Statistical Power and Sample Size

Statistical Power and Sample Size#

Suppose you have a theory: a new educational intervention improves student test scores by two points. You design a study, collect data, run the regression — and the result is not statistically significant. Do you conclude the intervention doesn’t work? Not necessarily. The problem may be that the study was too small to detect that effect. This is not a failure of the theory; it is a failure of design.

This section introduces power analysis: the tool for answering the design question before collecting any data. How large does the sample need to be to detect the effect you care about, with a reasonable probability of success?

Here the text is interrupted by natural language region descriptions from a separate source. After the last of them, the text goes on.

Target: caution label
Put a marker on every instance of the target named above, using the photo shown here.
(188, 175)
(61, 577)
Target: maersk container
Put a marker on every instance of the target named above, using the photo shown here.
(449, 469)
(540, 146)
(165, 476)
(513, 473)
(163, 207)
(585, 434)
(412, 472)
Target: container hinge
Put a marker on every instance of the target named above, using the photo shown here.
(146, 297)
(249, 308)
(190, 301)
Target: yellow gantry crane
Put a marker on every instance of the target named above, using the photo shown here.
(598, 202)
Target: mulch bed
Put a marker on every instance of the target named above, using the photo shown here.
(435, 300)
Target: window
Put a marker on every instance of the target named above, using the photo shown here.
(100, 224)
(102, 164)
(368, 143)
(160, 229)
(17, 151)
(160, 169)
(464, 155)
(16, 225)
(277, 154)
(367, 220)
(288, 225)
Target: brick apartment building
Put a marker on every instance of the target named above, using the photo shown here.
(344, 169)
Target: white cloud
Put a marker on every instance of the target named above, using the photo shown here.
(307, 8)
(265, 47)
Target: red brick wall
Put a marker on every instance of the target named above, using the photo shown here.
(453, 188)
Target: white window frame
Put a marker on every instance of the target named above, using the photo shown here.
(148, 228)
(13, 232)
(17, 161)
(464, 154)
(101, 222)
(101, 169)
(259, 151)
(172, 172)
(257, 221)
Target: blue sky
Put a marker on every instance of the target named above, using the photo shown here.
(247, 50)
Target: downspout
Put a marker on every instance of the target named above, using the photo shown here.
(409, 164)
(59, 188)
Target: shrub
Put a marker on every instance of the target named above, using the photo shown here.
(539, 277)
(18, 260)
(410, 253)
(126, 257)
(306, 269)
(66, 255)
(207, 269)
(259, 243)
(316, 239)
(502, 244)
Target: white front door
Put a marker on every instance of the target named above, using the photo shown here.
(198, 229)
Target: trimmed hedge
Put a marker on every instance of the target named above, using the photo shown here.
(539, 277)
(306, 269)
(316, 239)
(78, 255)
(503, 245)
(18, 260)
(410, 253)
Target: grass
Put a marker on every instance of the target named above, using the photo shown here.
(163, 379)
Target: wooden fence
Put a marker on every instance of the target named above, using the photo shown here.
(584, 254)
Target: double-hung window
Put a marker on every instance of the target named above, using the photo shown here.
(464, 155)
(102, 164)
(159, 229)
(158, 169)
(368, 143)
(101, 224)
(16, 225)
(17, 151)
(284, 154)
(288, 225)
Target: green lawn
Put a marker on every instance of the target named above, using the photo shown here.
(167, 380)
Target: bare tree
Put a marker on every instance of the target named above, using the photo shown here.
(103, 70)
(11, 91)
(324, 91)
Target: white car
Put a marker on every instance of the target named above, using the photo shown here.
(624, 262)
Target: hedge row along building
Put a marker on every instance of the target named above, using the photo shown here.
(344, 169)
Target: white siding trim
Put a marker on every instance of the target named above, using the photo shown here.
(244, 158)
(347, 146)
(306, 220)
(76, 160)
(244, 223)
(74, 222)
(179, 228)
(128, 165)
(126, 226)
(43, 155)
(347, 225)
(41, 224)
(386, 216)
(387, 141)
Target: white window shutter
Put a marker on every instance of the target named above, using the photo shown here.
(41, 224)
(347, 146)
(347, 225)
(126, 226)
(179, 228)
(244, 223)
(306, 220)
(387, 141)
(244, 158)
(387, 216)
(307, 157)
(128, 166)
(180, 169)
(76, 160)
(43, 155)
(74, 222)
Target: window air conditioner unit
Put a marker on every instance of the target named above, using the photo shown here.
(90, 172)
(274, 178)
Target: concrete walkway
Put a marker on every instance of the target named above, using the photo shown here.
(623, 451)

1. The Connection to the T-Test#

In the previous section we saw that the T-statistic has a natural interpretation as a signal-to-noise ratio:

\[\hat{T} = \frac{\hat{\beta}_1}{SE(\hat{\beta}_1)} = \frac{\hat{\beta}_1}{\hat{\sigma}/\sqrt{SST_x}}\]

We reject $H_0: \beta_1 = 0$ when $|\hat{T}|$ exceeds the critical value $t_{n-2,\, \alpha/2}$. The power of the test is the probability that this happens when the true effect is not zero:

\[\text{Power} = P\!\left(|\hat{T}| > t_{n-2,\, \alpha/2} \;\Big|\; \beta_1 \neq 0\right)\]

When $\beta_1 \neq 0$, $\hat{T}$ does not follow the t-distribution centered at zero — it follows a non-central t-distribution shifted by the non-centrality parameter $\lambda = \beta_1 / SE(\hat{\beta}_1)$. The larger $|\lambda|$, the more the distribution is displaced and the higher the probability of rejecting $H_0$.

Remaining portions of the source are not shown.